The undefinable Dalton Camp
by Robert Fulford

(The National Post, 18 October 2003)

In the season of sudden conservative unity, the life of Dalton Camp should command exceptional interest. More than anyone else, he embodied the contradictions that still torment conservatives in Canadian politics.

He was never what most people call a conservative, except in nominal party terms, and his peculiar success lay in imposing liberal policies on the politicians with whom he spent most of his life. He started out in the Liberal party, disliked its authoritarian leadership, and soon switched to the Conservatives. Then he began his lifelong task of persuading Tories to act as much like Liberals as possible. In his last years as a newspaper columnist (he died in 2002), he seemed to appeal most to New Democrats, with his support for endangered Liberal programs and his criticism of the deficit-cutting Chretien-Martin Liberals -- who were, of course, far too conservative for his taste.

Camp was hardly to blame for this ideological mishmash. When he joined the Progressive Conservatives half a century ago, they had nothing that could be called a coherent philosophy, as their name demonstrated. The party traditionalists therefore lacked arguments to oppose any rebel appearing among them. In those circumstances, who could blame Camp for methodically draining the conservatism out of the Conservatives? He simply pushed his colleagues in the direction he himself wanted to go, by convincing them it was the route to victory. In provincial politics he proved correct, more often than not, and thus earned the gratitude of various premiers, which they expressed by placing tourism advertising contracts with Camp's agency in Toronto.

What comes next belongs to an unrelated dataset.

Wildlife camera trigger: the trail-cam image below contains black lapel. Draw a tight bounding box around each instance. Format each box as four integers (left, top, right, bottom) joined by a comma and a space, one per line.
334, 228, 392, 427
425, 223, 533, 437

Other contradictions were uniquely Camp's. Those who didn't start reading his column until the 1990s probably considered him reflexively anti-American; they might even have guessed that he was a descendant of United Empire Loyalists, yearning for the lost British connection. But in fact, Camp was among the most Americanized of Canadians. He grew up in California as the son of a Billy-Graham-like Canadian preacher, and in adolescence returned to New Brunswick only because of his father's early death. Studying journalism at Columbia University, he formed a deep interest in U.S. politics; later, he was largely responsible for importing U.S. media and polling techniques into Canadian politics. All his life he followed American sports with passion and ignored Canadian sports, including hockey. He was, in fact, an Amero-Canadian, and neatly illustrated his binational status by acknowledging that his favourite song was My Way, the anthem of defiant (and extremely American) individualism that a Canadian, Paul Anka, wrote for Frank Sinatra.

Geoffrey Stevens, an expert journalist, has recently given us a deft and highly readable book about this remarkable man, The Player: The Life & Times of Dalton Camp. At its core, Stevens places the event that defined Camp's reputation, his campaign to dislodge John Diefenbaker from the federal leadership. Diefenbaker refused to retire even after losing elections in 1963 and 1965, so Camp promoted the concept of "leadership review," forced a leadership convention and helped Robert Stanfield win it.

Amazingly, he didn't even begin to understand what furies he had aroused; for a brief period in 1967, he even planned to lead the party himself and become prime minister. But by dislodging and humiliating Diefenbaker, Camp had created a sea-to-sea army of personal enemies and a fissure in the party that lasted for decades. His friends and proteges always thought that his failure to seek the leadership was the great regret of his life and the cause of his enduring bitterness. In this, he was strangely obtuse. The most literate of politicians, he somehow missed the central message of Shakespeare's history plays: He who kills the king will be forever punished. At best, regicide is an act of self-sacrifice. It's not a proud item on anyone's c.v.

Certainly it made Camp a pariah. Stanfield, who owed him everything, edged away from him, and so, later, did Joe Clark. Against his better judgment Camp agreed in 1986 to become an advisor to Brian Mulroney; his reason may have been that he hoped to wipe out all those humiliations. Instead, he found himself isolated and ignored by Mulroney, who seems to have regarded him as an annoyance.

Even Geoffrey Stevens, who has tracked Camp's life with great care, sometimes stumbles over the complexities of his subject's personality. On page five, Stevens says: "Unlike some of his detractors, Dalton Camp was never a hater." Really? On page 154, discussing the period when Lester B. Pearson was prime minister, Stevens says: "Camp hated the Liberals more than the average Tory ... He really despised the Liberals of Pearson, Walter Gordon and Keith Davey."

Camp disliked anything he considered ideological. Instead, he grounded his politics in friendships, animosity and tribal ritual. In a political world still largely male, he and his colleagues were a merry band of brothers who plotted electoral strategy over whisky and martinis in great quantity. Ideas, conservative or otherwise, played at most a minor role in their deliberations. Unknowingly, they illustrated a variation on a feminist slogan that was popular in the 1980s. For Camp and all those who lovingly followed him, the political was personal.